There is also the possibility that I may never take it off. So, instead of being depressed about it, I have decided to be happy with it.
Dating after the break-up of a long-term relationship was hard. Many guys found me attractive, but just couldn’t deal with the extra poundage. I resigned myself to thinking that I would never find an emotionally fulfilling relationship until I lost about 40 lbs.
Then I woke up.
If people are so shallow that they can’t even get past extra weight then basically, they suck. Not me and my extra, and I have to say well-placed, weight. After my attitude on this changed, I either didn’t date the shallow ones in the first place or I dumped them if they even mentioned anything about my extra self.
After adopting this attitude, I met the man who is now the love of my life. He’s perfect, he’s wonderful, and he couldn’t give a darn that I have a bit more weight on me than his ex-girlfriends or any woman that he previously found attractive did. This made me a little edgy at first, but thankfully we didn’t start out being “serious” about each other, so it gave him time to get over it as he grew to know me, and it gave me time to see him as not nearly as shallow as I initially thought he was.
Now, I am beginning to once again see myself as beautiful. I am a successful woman with a great life, and my beauty is both inner and outer. Instead of feeling miserable about my pregnant looking belly, I am beginning to embrace it as a feature. Most people out there may gag at this, but I actually think it looks sexy.
Popular culture is now starting to acknowledge that the average clothes size is around 12-16. I recently went into a local store that sells couture clothing at discount prices, and was surprised to find mostly small and medium clothes in there. I asked them if they did not get in large sizes, and was told that they sell the fastest. In fact, try this – go onto Ebay, do a search for clothing lots. You will find tons of small clothing lots, and almost no large clothing lots. There is an excellent reason for this – large clothes sell, and small clothes don’t, leading to a glut of them on the market that end up in the hands of Ebay sellers.
So, I am just like the rest of the women out there, with the added bonus that I am successful, educated, pretty, and I have great knockers.
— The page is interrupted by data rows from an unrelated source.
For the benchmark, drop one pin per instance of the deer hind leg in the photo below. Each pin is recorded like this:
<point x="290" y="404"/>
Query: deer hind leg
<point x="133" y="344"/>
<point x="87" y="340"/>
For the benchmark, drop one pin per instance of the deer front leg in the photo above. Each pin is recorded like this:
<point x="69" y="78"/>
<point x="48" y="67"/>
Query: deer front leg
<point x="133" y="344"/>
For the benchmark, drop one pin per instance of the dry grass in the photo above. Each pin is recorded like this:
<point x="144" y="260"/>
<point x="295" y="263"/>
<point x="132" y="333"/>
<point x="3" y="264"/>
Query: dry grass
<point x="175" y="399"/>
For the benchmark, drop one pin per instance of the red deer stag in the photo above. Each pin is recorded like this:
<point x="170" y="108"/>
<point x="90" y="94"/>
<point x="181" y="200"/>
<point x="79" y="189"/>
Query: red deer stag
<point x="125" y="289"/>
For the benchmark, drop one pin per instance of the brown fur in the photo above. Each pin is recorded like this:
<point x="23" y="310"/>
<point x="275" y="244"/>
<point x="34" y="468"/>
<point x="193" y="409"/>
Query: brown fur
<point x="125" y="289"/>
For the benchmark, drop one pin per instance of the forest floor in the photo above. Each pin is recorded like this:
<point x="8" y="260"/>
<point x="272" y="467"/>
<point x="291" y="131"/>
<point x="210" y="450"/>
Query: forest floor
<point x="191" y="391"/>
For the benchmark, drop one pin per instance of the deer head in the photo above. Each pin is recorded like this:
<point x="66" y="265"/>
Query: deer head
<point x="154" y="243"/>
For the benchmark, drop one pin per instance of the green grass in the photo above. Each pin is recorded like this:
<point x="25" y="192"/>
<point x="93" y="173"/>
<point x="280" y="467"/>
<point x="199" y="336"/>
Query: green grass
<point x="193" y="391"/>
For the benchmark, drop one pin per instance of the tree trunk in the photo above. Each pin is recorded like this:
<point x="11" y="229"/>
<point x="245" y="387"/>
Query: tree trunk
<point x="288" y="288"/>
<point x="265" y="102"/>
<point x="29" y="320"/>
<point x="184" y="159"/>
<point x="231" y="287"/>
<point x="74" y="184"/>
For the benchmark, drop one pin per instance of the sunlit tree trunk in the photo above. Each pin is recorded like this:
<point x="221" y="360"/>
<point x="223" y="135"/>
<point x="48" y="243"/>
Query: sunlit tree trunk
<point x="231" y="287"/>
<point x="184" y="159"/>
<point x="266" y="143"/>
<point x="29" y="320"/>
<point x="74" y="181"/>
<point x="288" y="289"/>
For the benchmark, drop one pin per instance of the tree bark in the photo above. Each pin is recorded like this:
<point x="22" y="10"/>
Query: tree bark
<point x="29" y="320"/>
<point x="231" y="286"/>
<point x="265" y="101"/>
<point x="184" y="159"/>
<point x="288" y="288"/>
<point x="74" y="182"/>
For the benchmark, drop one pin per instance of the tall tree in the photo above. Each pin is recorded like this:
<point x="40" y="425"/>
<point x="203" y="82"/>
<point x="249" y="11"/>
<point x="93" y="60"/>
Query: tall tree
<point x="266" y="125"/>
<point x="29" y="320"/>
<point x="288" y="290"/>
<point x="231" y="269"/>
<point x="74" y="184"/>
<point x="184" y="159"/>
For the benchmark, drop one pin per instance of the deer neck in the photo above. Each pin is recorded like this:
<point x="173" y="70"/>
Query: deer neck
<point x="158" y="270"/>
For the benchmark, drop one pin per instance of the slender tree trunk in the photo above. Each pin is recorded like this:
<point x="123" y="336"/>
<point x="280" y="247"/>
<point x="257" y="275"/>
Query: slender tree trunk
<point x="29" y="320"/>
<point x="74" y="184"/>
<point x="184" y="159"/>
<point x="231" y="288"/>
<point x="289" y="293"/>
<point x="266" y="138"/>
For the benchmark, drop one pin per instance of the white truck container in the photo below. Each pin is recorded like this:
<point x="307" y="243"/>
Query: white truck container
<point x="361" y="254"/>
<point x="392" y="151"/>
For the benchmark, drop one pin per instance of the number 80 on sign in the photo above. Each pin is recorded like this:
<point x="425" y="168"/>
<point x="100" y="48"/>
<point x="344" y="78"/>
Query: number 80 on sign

Oh, that was more than one bonus.
One thing I used to fantasize about doing if I won the lottery was to go to a fat farm to shed my excess pounds. Then I realized, I don’t have to win the lottery. I can just live with how beautiful I am, for as long as it takes for me to lose weight. If I do, it’s a bonus. If not, I am still fabulous.
So are all of you in the same boat. I know who you are. You are intelligent, educated women who have a hard time looking at yourself in the mirror because you used to be hot in your early 20’s, and you don’t feel so hot anymore (I celebrate my 31st birthday in a week and a half, to put that comment in perspective). You have so many things that make you hot that you don’t even see when you look in that mirror. You have love, you have life, and you have your intelligence. Most of you are gainfully employed, a trait that is extremely attractive to most men, believe it or not. But never worry about what is attractive to men. Buy yourself lingerie because you like it. Join a group or start a fund raising drive because you want to, not because you want to meet guys. And you will find along the way that you happen to bump into people who are not plastic, and people that have worth – just like you.
Posted: March 13th, 2008 under State of Women.